Nuffield Laboratory of Ophthalmology, Nuffield Department of Clinical Neurosciences & NIHR Oxford Biomedical Research Centre, University of Oxford, Oxford OX3 9DU, UK.
Oxford Eye Hospital, Oxford University Hospitals NHS Foundation Trust, Oxford OX3 9DU, UK.

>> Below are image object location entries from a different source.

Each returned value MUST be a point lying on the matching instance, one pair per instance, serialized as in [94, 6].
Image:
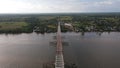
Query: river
[88, 50]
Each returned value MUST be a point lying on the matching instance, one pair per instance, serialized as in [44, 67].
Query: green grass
[12, 25]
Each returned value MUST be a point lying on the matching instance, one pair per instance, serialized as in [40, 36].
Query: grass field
[12, 25]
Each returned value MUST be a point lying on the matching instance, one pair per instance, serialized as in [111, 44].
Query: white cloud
[48, 6]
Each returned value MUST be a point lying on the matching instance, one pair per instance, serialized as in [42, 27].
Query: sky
[58, 6]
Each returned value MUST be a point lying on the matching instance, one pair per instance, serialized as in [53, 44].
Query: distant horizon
[60, 13]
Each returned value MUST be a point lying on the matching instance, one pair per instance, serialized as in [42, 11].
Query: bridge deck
[59, 60]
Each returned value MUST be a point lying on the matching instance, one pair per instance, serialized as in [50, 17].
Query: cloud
[51, 6]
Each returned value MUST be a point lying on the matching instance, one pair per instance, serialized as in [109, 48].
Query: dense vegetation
[16, 23]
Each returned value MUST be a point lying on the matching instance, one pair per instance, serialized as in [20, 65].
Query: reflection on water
[85, 50]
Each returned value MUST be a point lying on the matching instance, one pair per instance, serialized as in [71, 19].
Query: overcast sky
[58, 6]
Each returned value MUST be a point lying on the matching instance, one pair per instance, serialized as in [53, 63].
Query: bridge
[59, 60]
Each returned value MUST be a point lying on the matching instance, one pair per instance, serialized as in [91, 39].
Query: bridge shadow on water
[67, 65]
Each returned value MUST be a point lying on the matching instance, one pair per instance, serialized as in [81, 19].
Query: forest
[81, 22]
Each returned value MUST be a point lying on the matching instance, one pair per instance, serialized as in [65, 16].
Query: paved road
[59, 60]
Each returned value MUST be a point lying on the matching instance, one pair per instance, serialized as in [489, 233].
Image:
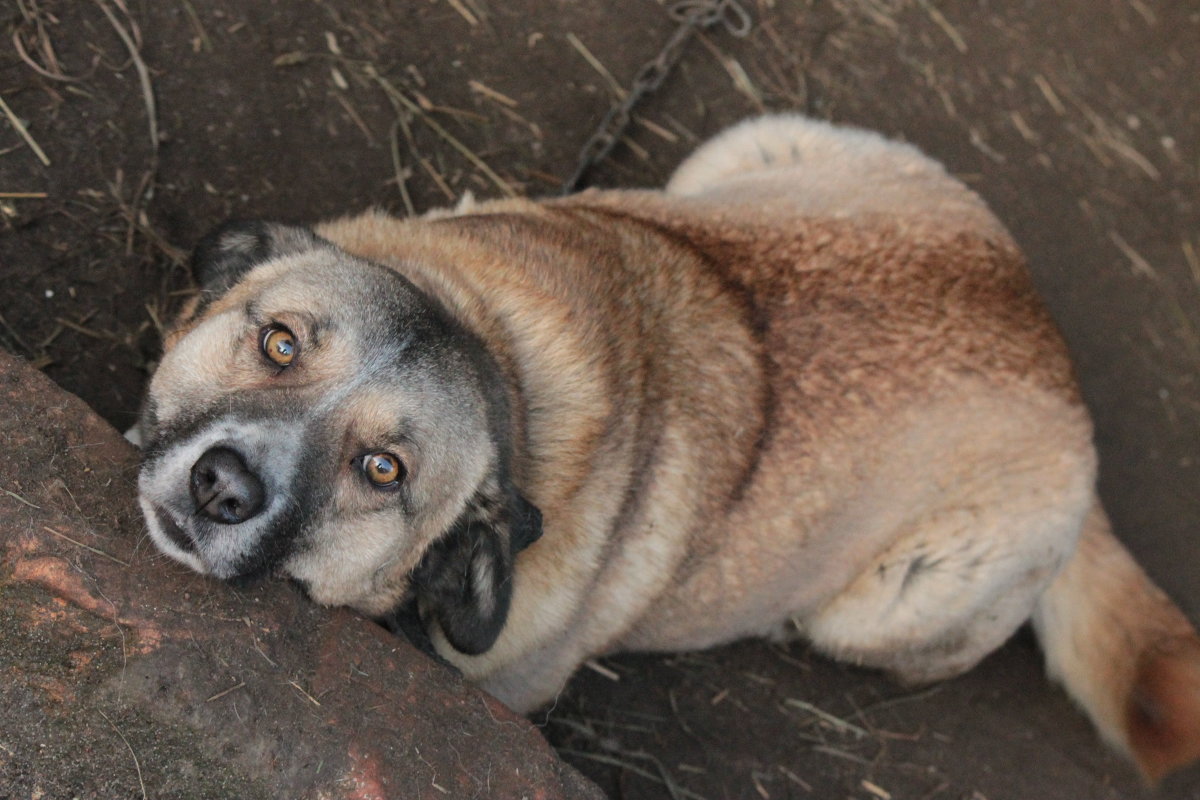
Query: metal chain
[693, 16]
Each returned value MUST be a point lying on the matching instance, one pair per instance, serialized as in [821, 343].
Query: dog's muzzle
[223, 488]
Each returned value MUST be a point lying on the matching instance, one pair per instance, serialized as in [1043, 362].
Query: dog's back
[955, 473]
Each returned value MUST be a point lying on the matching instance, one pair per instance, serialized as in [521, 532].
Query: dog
[808, 390]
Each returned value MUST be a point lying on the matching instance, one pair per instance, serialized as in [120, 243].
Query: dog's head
[316, 414]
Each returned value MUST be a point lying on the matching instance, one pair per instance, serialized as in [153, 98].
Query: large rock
[124, 675]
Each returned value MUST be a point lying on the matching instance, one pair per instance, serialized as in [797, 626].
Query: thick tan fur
[807, 390]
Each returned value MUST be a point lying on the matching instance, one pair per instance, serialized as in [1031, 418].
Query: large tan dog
[807, 390]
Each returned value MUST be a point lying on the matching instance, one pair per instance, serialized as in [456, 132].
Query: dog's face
[317, 415]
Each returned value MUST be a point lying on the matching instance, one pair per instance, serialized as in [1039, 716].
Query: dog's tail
[1123, 651]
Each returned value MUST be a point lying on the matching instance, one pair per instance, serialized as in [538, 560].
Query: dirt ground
[148, 121]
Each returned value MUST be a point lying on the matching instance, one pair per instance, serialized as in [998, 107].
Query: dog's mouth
[174, 531]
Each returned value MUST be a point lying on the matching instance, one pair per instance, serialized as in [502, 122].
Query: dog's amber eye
[384, 470]
[279, 344]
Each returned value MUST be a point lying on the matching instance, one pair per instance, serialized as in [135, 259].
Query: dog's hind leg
[952, 589]
[981, 536]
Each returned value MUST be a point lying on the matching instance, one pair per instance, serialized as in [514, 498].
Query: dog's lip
[173, 530]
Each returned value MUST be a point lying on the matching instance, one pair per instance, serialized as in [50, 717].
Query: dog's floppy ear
[237, 246]
[465, 581]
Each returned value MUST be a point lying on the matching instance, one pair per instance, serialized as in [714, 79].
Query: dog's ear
[465, 581]
[238, 246]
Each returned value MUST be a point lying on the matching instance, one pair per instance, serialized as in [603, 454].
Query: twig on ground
[87, 547]
[141, 66]
[137, 764]
[24, 133]
[449, 138]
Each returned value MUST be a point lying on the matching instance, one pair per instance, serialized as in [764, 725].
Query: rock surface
[125, 675]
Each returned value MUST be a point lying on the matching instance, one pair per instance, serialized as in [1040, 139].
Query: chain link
[693, 16]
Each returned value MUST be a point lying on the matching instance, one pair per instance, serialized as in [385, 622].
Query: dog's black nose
[223, 487]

Int J Mol Sci. 2020 Mar 27;21(7):2329. doi: 10.3390/ijms21072329.
The treatment of dominantly inherited retinal diseases requires silencing of the pathogenic allele. RNA interference to suppress gene expression suffers from wide-spread off-target effects, while CRISPR-mediated gene disruption creates permanent changes in the genome. CRISPR interference uses a catalytically inactive 'dead' Cas9 directed by a guide RNA to block transcription of chosen genes without disrupting the DNA. It is highly specific and potentially reversible, increasing its safety profile as a therapy. Pre-clinical studies have demonstrated the versatility of CRISPR interference for gene silencing both in vivo and in ex vivo modification of iPSCs for transplantation. Applying CRISPR interference techniques for the treatment of autosomal dominant inherited retinal diseases is promising but there are few in vivo studies to date. This review details how CRISPR interference might be used to treat retinal diseases and addresses potential challenges for clinical translation.
显性遗传性视网膜疾病的治疗需要沉默致病基因。RNA 干扰抑制基因表达会产生广泛的脱靶效应,而 CRISPR 介导的基因编辑会在基因组中造成永久性的改变。CRISPR 干扰利用一种由向导 RNA 指导的无催化活性的“失活”Cas9 来阻断选定基因的转录,而不会破坏 DNA。它具有高度特异性和潜在的可逆性,增加了其作为治疗方法的安全性。临床前研究已经证明,CRISPR 干扰在体内和体外 iPSC 的基因沉默方面具有多功能性,可用于移植的修饰。应用 CRISPR 干扰技术治疗常染色体显性遗传性视网膜疾病具有广阔的前景,但迄今为止,体内研究很少。本综述详细介绍了 CRISPR 干扰如何用于治疗视网膜疾病,并探讨了其临床转化的潜在挑战。